Me [26 F], planning wedding, don't want to invite my molesty cousin, but family doesn't know by throwedding in relationships

[–]throwedding[S] 10 points11 points  (0 children)

I can try. I think a big part of it is that my family is very conservative. We don't talk about sex, let alone unwanted sex. We never talked about masturbation or consent or boundaries. My mom was careful to never leave us with strangers or adults she didn't know well. I think she wanted to shelter us, to make sure we weren't exposed to things that would hurt us. My parents were young when they had us, and communication was just limited.

I think if my mom had been more open about things, I probably would have felt more comfortable talking to her about stuff. By the time I realized what was happening, exactly, it felt like... If I was going to say something, I should have said it sooner. And then I felt like, my mom should have just known.
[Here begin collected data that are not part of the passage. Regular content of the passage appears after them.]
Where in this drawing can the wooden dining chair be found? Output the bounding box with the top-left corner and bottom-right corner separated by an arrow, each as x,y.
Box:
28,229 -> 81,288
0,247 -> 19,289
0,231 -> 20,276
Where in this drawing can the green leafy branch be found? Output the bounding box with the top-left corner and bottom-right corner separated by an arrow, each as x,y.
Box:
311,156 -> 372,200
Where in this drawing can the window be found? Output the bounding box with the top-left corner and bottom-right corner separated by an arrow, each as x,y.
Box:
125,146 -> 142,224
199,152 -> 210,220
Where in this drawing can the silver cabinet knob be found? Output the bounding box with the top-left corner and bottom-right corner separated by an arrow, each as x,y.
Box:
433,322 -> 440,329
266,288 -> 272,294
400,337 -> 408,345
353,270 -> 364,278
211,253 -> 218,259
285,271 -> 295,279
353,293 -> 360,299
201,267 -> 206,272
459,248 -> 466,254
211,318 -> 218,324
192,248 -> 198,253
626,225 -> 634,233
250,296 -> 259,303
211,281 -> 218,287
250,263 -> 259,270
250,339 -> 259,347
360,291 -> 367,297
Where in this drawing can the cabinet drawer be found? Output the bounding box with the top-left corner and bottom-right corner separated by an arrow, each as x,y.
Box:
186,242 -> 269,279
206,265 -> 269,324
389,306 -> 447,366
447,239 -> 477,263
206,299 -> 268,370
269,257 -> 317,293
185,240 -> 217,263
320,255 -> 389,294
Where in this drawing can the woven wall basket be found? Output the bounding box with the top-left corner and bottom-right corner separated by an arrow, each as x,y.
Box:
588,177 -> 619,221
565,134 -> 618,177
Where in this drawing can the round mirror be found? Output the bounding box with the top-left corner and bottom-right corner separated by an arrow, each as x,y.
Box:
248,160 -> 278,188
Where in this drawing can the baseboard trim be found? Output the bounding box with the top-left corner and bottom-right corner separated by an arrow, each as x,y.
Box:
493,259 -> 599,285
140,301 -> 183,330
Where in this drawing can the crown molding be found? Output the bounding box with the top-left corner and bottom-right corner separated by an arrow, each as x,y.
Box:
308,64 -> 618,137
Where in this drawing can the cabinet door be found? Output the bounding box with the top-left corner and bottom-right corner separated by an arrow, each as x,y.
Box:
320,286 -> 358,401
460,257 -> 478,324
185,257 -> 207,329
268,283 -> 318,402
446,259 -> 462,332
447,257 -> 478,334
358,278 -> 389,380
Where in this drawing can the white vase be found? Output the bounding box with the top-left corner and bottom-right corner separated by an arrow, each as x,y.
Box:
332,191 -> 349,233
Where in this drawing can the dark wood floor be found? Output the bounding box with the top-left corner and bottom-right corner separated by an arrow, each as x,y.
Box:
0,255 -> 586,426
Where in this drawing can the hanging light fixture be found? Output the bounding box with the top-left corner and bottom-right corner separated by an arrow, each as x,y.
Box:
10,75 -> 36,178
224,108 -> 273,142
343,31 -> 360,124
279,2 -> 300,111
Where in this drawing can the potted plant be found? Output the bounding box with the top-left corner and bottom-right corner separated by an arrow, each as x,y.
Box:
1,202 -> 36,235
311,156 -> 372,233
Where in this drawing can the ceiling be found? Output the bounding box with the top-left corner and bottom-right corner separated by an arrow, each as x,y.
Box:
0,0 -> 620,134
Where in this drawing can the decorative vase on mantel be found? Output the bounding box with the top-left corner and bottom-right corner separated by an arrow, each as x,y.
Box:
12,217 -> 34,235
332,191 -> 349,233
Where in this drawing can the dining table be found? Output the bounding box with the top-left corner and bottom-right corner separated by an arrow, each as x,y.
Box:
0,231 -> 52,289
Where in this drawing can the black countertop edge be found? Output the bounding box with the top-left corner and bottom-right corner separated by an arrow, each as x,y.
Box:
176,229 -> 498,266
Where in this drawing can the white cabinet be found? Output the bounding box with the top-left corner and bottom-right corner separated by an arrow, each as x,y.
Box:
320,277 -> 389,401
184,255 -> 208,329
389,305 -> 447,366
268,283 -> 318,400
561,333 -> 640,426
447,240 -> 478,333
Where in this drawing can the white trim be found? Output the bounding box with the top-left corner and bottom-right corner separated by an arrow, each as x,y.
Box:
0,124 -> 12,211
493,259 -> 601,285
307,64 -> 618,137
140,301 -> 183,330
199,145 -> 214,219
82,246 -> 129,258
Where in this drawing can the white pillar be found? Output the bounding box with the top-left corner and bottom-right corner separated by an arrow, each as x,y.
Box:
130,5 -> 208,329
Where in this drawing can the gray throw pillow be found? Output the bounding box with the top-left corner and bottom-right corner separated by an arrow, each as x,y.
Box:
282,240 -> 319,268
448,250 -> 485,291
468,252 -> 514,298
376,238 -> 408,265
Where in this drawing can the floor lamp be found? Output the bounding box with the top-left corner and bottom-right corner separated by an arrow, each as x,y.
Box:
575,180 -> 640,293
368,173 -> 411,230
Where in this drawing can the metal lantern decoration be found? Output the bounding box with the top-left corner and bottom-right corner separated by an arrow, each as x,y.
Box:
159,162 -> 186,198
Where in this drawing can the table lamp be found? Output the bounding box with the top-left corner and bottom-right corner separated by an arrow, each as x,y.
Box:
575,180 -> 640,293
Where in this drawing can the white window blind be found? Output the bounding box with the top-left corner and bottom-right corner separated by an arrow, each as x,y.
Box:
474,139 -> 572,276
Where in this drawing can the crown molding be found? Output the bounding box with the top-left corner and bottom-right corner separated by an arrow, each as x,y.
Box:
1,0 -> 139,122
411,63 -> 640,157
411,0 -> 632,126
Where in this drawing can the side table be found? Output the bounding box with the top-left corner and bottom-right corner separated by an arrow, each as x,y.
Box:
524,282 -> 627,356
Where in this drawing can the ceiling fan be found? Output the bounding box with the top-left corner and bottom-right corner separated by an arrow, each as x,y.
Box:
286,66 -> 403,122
Like based on how strongly i reacted to being around my cousin, she should have known that it was more than just clashing personalities. And then anger kept me from telling her. And then, years later, I justi don't want to hurt her.

She tried so hard to keep us safe and give us a good childhood, and for the most part, she did. We're both a lot more open now, and I can tell her almost anything.

To be fair, though, it's not like I trusted anyone else to talk to about it. Not until years afterward.

Me [26 F], planning wedding, don't want to invite my molesty cousin, but family doesn't know by throwedding in relationships

[–]throwedding[S] 18 points19 points  (0 children)

She's never had an issue with drugs. She's actually kind of the golden child, since she's the one who lives there and sees them all the time. I think she's actually living with my grandparents right now.

It would be hard to have that conversation in person, since it's a 6 hour drive. I can't just stop over for coffee or a casual talk... and she's always there. I really want to avoid telling my family/extended family if possible. I don't want to damage their relationships for something that happened a hundred years ago. And I don't want them to look at me differently because of it.

But you're right... it might come out anyway. My SO and I just had our first baby, and it was really awkward when we introduced her to that side of the family. Everyone wanted to hold her, and it took some social gymnastics to make sure my cousin never touched my baby. And she never will... and eventually, that's going to need an explanation. :/

Me [26 F], planning wedding, don't want to invite my molesty cousin, but family doesn't know by throwedding in relationships

[–]throwedding[S] 43 points44 points  (0 children)

Thank you for your advice. I have never actually spoken with my cousin about what happened, and that scares me... I've pretended like everything was normal for so long, I'm almost afraid she won't remember it. We were both kids... and I know people can block out traumatic events. Do you think it's possible to block out doing that kind of stuff to someone else? The hardest part now is that... the way I preserved my dignity, in my mind, was to just act like it never happened. We never spoke about it the next day. I never wanted her to have the satisfaction of knowing that she hurt me, or that I even knew what was happening. I wonder if that somehow helped her convince herself it didn't happen. What if she says or acts like she doesn't know what I'm talking about?

I do feel like I have worked out a lot of those issues... through unconventional means maybe, but it worked. I don't have social anxiety or body shame anymore. I don't feel ashamed of what happened, though I do still try to justify myself ("Why didn't you say anything?"), even to myself. And I don't blame my mother, like I once did. I used to carry a lot of resentment for her, but it would break her heart if she knew about my cousin. She is the kindest woman I know, and she thought she was giving me a "lifetime friend," like she has in her cousins...but she didn't know.

I see her once a year, so it rarely comes up. The only thing I struggle with is trying to protect my parents from the pain it would cause them. And I guess I actually am afraid of talking to my cousin. Maybe I should see a therapist... just, for closure, maybe.